With the elections thankfully behind us, Missourians can now begin to address how their state will deal with an assortment of serious problems facing them between now and the start of the new millennium. It is no exaggeration to say the preparatory work that is done between now and the year 2000 will determine to a large extent how the state's nearly five and one-half million residents and their progeny will spend the next century.
Having received a resounding vote of confidence from Missourians on November 5, Gov. Mel Carnahan is presented a rare opportunity to move Missouri from just another state in the middle of America to one of the nation's foremost leaders in the delivery of services to its residents. The direction the state takes over the next four years will be set by the ability, vigor and vision of its governor, although the actual momentum for progress will come from the private sector, working cooperatively with elected officials in Jefferson City.
Missouri's executive office is both blessed and burdened with providing the initial spark in efforts to expand and enhance educational programs, widen vocational opportunities and deliver a wide assortment- of needed services, including social programs that answer emergency needs. The state will determine how Missourians beyond the year 2000 will receive health and medical services, how small and huge business organizations can prosper and whether our shared environment is both protected and enhanced for future generations.
The retention of all five state officeholders in this month's balloting does not necessarily mean that Missourians are thrilled with the kind of leadership they have received since 1993, nor did the vote signal the enthusiastic endorsement of a legislative assembly under Democratic leadership. This month's election signaled neither total satisfaction nor a particular mandate for this branch of government. Rather it conveyed a willingness on the part of citizens to give incumbents another chance to improve their performance as they tackled some of the unresolved problems that have been hanging around Jefferson City almost as long as the Capitol itself.

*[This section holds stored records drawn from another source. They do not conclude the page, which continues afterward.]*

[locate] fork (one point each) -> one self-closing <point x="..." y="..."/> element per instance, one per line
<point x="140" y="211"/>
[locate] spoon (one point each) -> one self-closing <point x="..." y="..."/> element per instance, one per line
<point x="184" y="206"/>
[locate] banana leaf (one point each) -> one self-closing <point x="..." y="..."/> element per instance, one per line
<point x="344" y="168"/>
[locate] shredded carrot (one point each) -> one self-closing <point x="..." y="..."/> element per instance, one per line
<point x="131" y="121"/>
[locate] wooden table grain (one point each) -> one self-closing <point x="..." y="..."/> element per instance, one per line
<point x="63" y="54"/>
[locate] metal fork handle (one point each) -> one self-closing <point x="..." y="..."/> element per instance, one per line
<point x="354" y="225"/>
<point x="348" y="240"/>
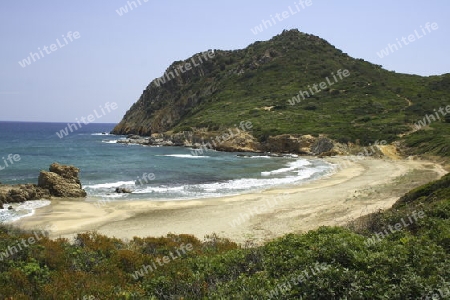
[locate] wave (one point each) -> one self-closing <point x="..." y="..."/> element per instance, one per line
<point x="295" y="166"/>
<point x="110" y="141"/>
<point x="236" y="186"/>
<point x="109" y="184"/>
<point x="184" y="155"/>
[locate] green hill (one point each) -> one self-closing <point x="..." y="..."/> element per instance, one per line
<point x="259" y="83"/>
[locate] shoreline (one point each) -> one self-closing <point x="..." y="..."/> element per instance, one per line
<point x="362" y="187"/>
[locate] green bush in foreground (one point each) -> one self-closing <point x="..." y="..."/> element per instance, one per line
<point x="327" y="263"/>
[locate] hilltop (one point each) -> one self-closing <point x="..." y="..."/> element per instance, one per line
<point x="276" y="85"/>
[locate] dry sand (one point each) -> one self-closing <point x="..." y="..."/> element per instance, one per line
<point x="358" y="188"/>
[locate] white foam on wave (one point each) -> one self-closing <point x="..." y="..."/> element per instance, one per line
<point x="295" y="166"/>
<point x="109" y="184"/>
<point x="184" y="155"/>
<point x="225" y="188"/>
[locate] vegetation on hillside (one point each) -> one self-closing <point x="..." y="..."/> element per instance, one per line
<point x="256" y="84"/>
<point x="357" y="262"/>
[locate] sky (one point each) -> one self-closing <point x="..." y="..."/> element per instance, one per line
<point x="97" y="54"/>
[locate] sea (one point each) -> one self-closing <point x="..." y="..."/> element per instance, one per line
<point x="151" y="173"/>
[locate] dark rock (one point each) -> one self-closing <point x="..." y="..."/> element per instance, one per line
<point x="62" y="181"/>
<point x="123" y="190"/>
<point x="322" y="145"/>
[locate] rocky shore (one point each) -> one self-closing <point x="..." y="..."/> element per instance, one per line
<point x="60" y="181"/>
<point x="320" y="146"/>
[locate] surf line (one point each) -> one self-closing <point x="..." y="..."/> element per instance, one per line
<point x="244" y="125"/>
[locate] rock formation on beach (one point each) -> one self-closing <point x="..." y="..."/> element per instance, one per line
<point x="59" y="181"/>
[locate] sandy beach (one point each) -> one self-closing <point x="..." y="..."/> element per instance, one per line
<point x="357" y="188"/>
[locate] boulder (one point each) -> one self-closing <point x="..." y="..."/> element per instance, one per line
<point x="62" y="181"/>
<point x="123" y="190"/>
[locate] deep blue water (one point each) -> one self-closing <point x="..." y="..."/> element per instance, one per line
<point x="106" y="165"/>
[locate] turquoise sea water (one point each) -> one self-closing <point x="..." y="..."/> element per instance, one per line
<point x="171" y="172"/>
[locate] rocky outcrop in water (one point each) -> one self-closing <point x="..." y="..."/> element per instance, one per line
<point x="59" y="181"/>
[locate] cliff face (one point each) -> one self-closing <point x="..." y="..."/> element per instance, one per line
<point x="168" y="98"/>
<point x="287" y="87"/>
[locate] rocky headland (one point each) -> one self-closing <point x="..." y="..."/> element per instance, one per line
<point x="320" y="146"/>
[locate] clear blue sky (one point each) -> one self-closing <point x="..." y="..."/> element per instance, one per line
<point x="116" y="57"/>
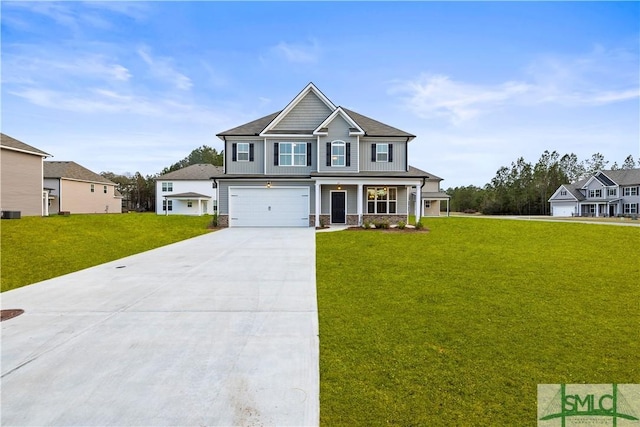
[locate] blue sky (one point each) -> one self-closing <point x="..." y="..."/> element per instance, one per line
<point x="127" y="87"/>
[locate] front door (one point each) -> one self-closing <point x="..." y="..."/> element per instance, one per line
<point x="338" y="204"/>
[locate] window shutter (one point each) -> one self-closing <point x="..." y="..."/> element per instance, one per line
<point x="328" y="154"/>
<point x="347" y="153"/>
<point x="275" y="154"/>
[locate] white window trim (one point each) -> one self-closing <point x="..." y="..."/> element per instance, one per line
<point x="293" y="154"/>
<point x="243" y="152"/>
<point x="343" y="144"/>
<point x="375" y="201"/>
<point x="385" y="152"/>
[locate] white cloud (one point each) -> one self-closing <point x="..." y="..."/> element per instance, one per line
<point x="302" y="53"/>
<point x="163" y="69"/>
<point x="598" y="78"/>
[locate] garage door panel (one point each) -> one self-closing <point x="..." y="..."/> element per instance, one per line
<point x="269" y="207"/>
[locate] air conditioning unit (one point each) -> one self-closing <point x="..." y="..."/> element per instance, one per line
<point x="10" y="214"/>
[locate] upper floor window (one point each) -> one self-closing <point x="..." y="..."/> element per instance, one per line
<point x="242" y="152"/>
<point x="292" y="154"/>
<point x="338" y="153"/>
<point x="381" y="152"/>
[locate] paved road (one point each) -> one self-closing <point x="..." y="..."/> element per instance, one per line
<point x="221" y="329"/>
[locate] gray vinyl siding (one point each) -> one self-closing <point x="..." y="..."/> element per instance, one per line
<point x="338" y="129"/>
<point x="306" y="115"/>
<point x="21" y="182"/>
<point x="272" y="169"/>
<point x="223" y="191"/>
<point x="244" y="168"/>
<point x="399" y="162"/>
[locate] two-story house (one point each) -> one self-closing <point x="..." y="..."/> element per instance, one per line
<point x="187" y="191"/>
<point x="316" y="163"/>
<point x="606" y="193"/>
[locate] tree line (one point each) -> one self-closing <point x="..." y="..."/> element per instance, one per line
<point x="139" y="192"/>
<point x="524" y="188"/>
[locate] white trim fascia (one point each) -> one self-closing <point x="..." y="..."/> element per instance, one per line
<point x="286" y="135"/>
<point x="43" y="154"/>
<point x="332" y="116"/>
<point x="309" y="88"/>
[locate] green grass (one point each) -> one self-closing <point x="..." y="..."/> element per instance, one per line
<point x="458" y="326"/>
<point x="39" y="248"/>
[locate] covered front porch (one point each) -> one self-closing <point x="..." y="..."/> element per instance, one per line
<point x="600" y="209"/>
<point x="353" y="201"/>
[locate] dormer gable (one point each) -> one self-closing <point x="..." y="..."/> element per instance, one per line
<point x="354" y="128"/>
<point x="302" y="114"/>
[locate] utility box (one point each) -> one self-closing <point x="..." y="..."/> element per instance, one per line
<point x="10" y="214"/>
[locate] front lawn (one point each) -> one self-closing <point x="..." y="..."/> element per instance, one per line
<point x="39" y="248"/>
<point x="458" y="326"/>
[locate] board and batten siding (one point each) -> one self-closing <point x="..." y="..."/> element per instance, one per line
<point x="272" y="169"/>
<point x="245" y="168"/>
<point x="338" y="130"/>
<point x="306" y="115"/>
<point x="399" y="162"/>
<point x="22" y="183"/>
<point x="223" y="191"/>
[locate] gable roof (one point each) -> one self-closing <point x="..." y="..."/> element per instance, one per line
<point x="264" y="125"/>
<point x="72" y="170"/>
<point x="193" y="172"/>
<point x="13" y="144"/>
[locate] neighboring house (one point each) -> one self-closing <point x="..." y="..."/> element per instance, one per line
<point x="21" y="187"/>
<point x="606" y="193"/>
<point x="316" y="163"/>
<point x="188" y="191"/>
<point x="76" y="189"/>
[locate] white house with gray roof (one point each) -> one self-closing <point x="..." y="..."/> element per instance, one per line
<point x="187" y="191"/>
<point x="315" y="162"/>
<point x="606" y="193"/>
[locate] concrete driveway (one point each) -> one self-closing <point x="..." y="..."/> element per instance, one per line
<point x="220" y="329"/>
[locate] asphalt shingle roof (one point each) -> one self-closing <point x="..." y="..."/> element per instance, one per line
<point x="72" y="170"/>
<point x="370" y="126"/>
<point x="193" y="172"/>
<point x="9" y="142"/>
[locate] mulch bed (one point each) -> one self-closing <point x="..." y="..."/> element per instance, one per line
<point x="10" y="313"/>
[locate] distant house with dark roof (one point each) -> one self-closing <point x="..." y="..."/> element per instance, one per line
<point x="21" y="187"/>
<point x="187" y="191"/>
<point x="314" y="162"/>
<point x="75" y="189"/>
<point x="606" y="193"/>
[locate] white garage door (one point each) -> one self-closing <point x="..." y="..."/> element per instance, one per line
<point x="269" y="207"/>
<point x="563" y="209"/>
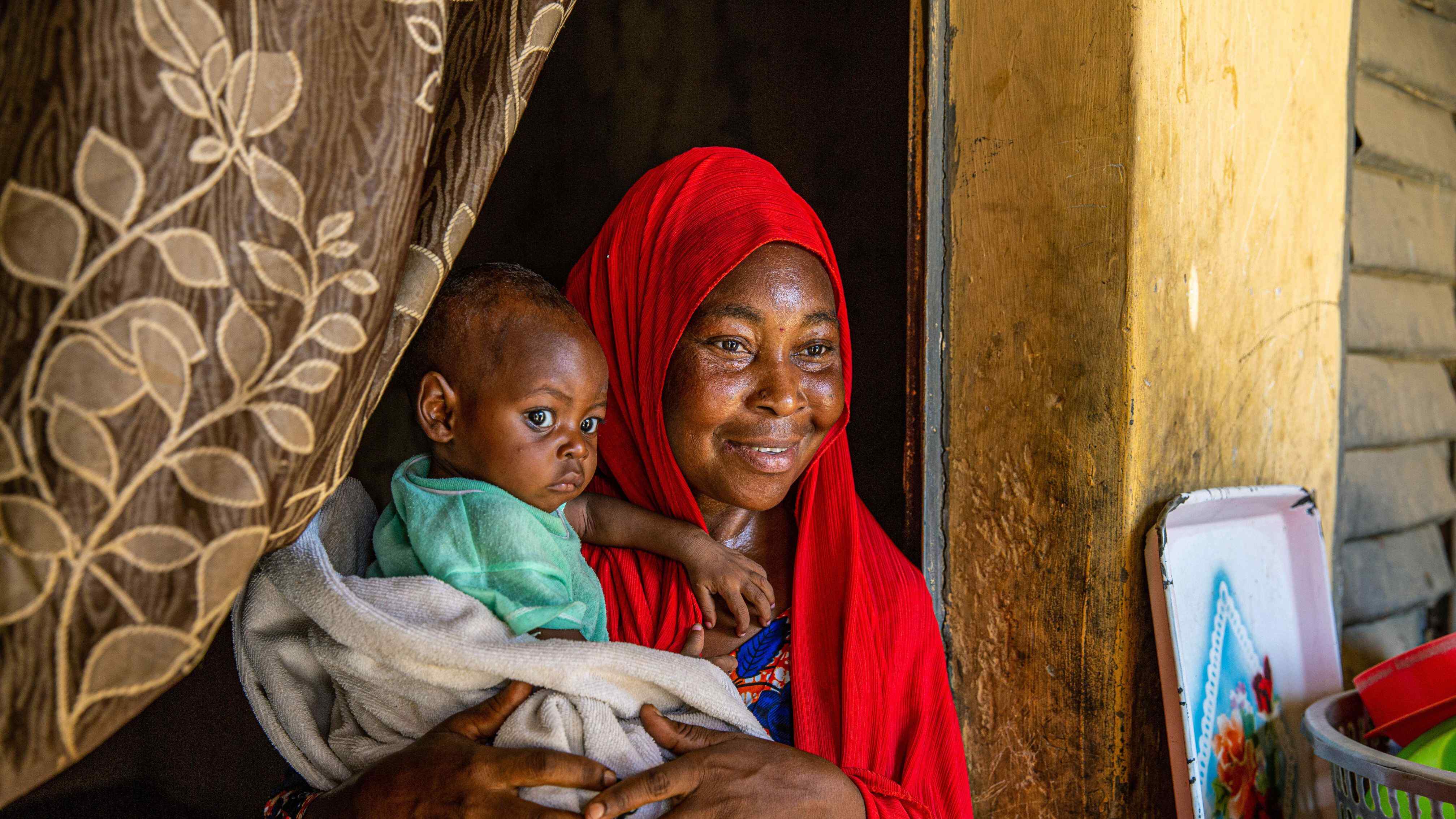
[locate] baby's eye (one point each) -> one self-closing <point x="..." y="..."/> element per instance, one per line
<point x="541" y="418"/>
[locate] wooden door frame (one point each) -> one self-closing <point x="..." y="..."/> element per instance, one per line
<point x="925" y="533"/>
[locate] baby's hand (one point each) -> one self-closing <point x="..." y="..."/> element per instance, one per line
<point x="716" y="569"/>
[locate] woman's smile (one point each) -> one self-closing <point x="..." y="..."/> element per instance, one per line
<point x="766" y="456"/>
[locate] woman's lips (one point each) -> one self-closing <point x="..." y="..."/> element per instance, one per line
<point x="766" y="456"/>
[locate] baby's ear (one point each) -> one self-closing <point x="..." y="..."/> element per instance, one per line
<point x="436" y="406"/>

Despite repeated attempts, Missouri has never actually established unquestioned quality in the fields of lower and higher public education. Rather than creating standards that are independent of the national norm, Missouri has played the game of following the majority when charting its own course of improving K-12 curricula and developing true students by the time high school graduation comes around. Our secondary schools are sending too many unfinished students to embark on a college education, signaling not only a waste of the taxpayers' investment but virtually guaranteeing pervasive mediocrity in its institutions of higher education.
During the campaign, Gov. Carnahan pointed with pride to the state's 1993 Excellence in Education Act, while his opponents quarreled with its cost and implied that world-class public schools could be achieved with lower expenditures. Both sides, as usual, missed the mark. Enactment of a single bill and an accompanying tax to fund improvements was only the bare beginning of creating academically centered K-12 education in the state. While this initial step is important, it is hardly the only requirement in raising educational standards.
As for higher education, the state is virtually as devoid of essential planning as are our primary and secondary units. Attempts to provide coordination of state college and university curricula began as long ago as the Dalton administration (1961-65), yet comprehensive planning is still the exception, subject to constant revision that meets temporary, expedient goals but which fails to assure above-average results.
Missouri must do better or remain mired in such mediocrity that advancement will become virtually impossible.
It is perhaps trite to note that Missouri is now in a position to enact its own social programs with less and less commitment or participation from Washington. Even as we speak, state employees are devising, and revising, welfare programs that must be coordinated with available state resources. If this is the sole criteria, then hundreds and thousands of Missourians will never have the opportunity of raising their standard of living and achieving self-sufficiency.
It is worrisome to note that while state resources are, indeed, an essential component of revised social programs, the final decisions will hinge not on human need but on how much Jefferson City can spare for the poor, the sick and the disadvantaged.
As crime continues its threat of stagnating not only human commerce but human existence in entire neighborhoods, it remains critical for the state to provide a helping hand to embattled municipalities, particularly those in our urban centers. Something is far amiss when the state is willing to financially underwrite huge tourist attractions, from hotels to football stadiums, yet turns both a deaf ear and a blind eye to efforts to restore safety to these same areas. Jefferson City's answer to restoring crime-infected neighborhoods has too often been to ignore lawlessness, pretending that it will disappear, with full knowledge that no such miracle will occur.
Despite the general appearance of voter satisfaction, too many Missourians feel no connection to their state government and feel neglected if not totally ignored by its efforts. Jefferson City must find new ways to connect with its constituents, involving them not only in offered solutions but in creative planning. When citizens feel they have a stake in the outcome of projects and programs, they work harder to achieve their success. Constituents who are ignored in the whole process will eventually grow weary of their exclusion and seek retribution at the very next opportunity. Public officials ignore this fact confirm their dedication to the status quo.
~Jack Stapleton of Kennett is the editor of the Missouri News and Editorial Service.